MUNCIE, Ind. (April 14,2015)– In the months following the arrest of a Muncie pain doctor, some Delaware County residents have turned to street drugs. Federal and local authorities raided Dr. William Hedrick’s pain clinic in the fall of 2014. He was later arrested and charged with reckless prescribing and conducting a corrupt business. Prosecutors have linked him to several overdose drug deaths in Delaware County.

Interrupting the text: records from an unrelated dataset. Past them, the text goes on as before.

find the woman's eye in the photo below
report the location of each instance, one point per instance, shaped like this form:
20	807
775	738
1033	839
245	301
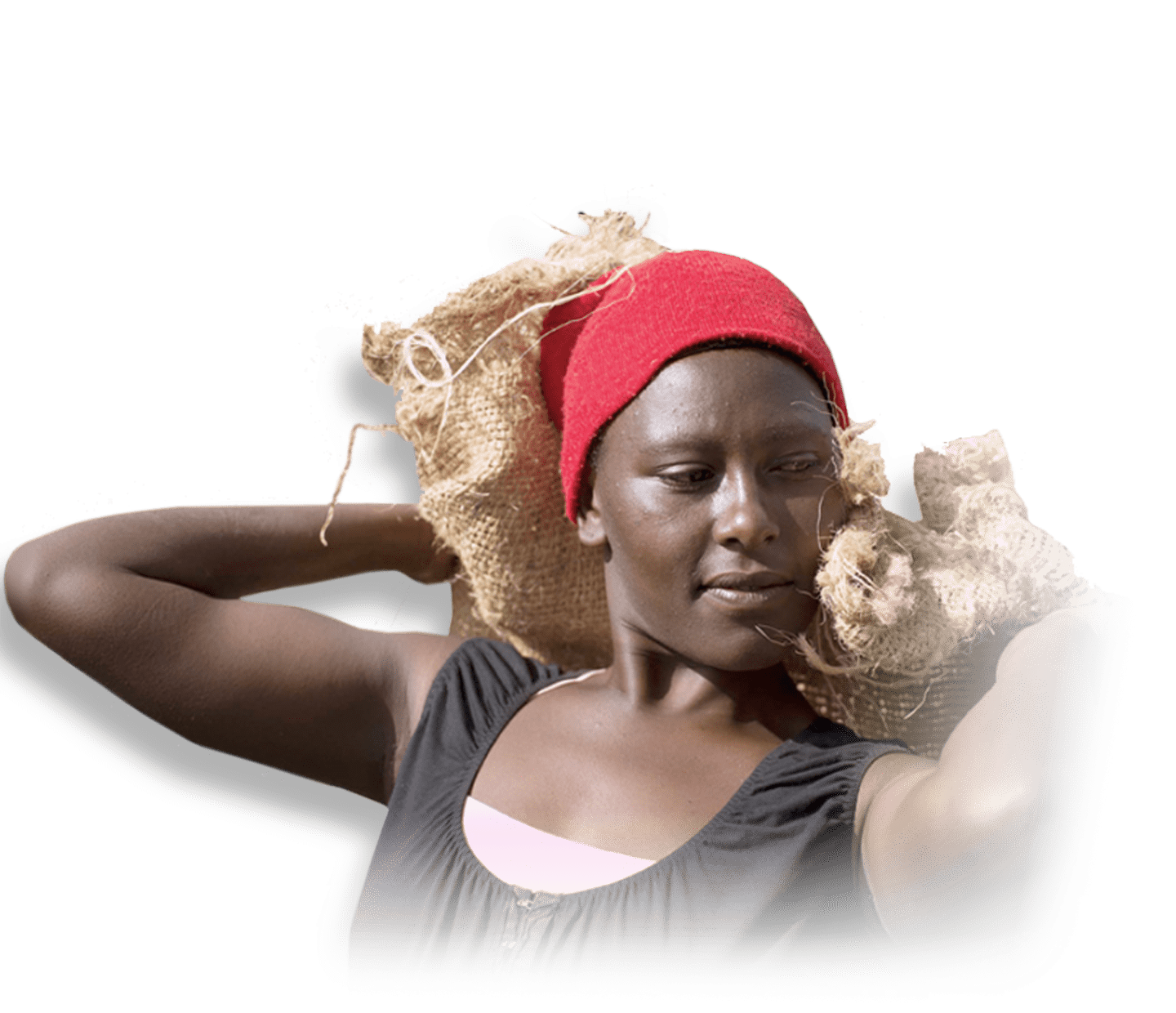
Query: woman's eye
688	476
799	465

“I have turned to the streets, I’m in a lot of pain,” said a former patient of Hedrick.
In pain and nowhere to turn, that’s how one former patient describes his current condition. He says he was a patient of Hedrick’s for several years and relied on powerful narcotics to subdue the pain.
The former patient says other physicians refuse to treat him since he was once under the care of Hedrick. He tells FOX59 that he turned to illegal street drugs to ease his pain.
“I’ve tried heroin, coke, and meth,” said the former patient…
Lynnaea South is also a former patient of Hedrick. She claims other local physicians refuse to treat her. South says she has been without her pain medication for months.
“It feels like someone is taking a chisel on my spine,” said South.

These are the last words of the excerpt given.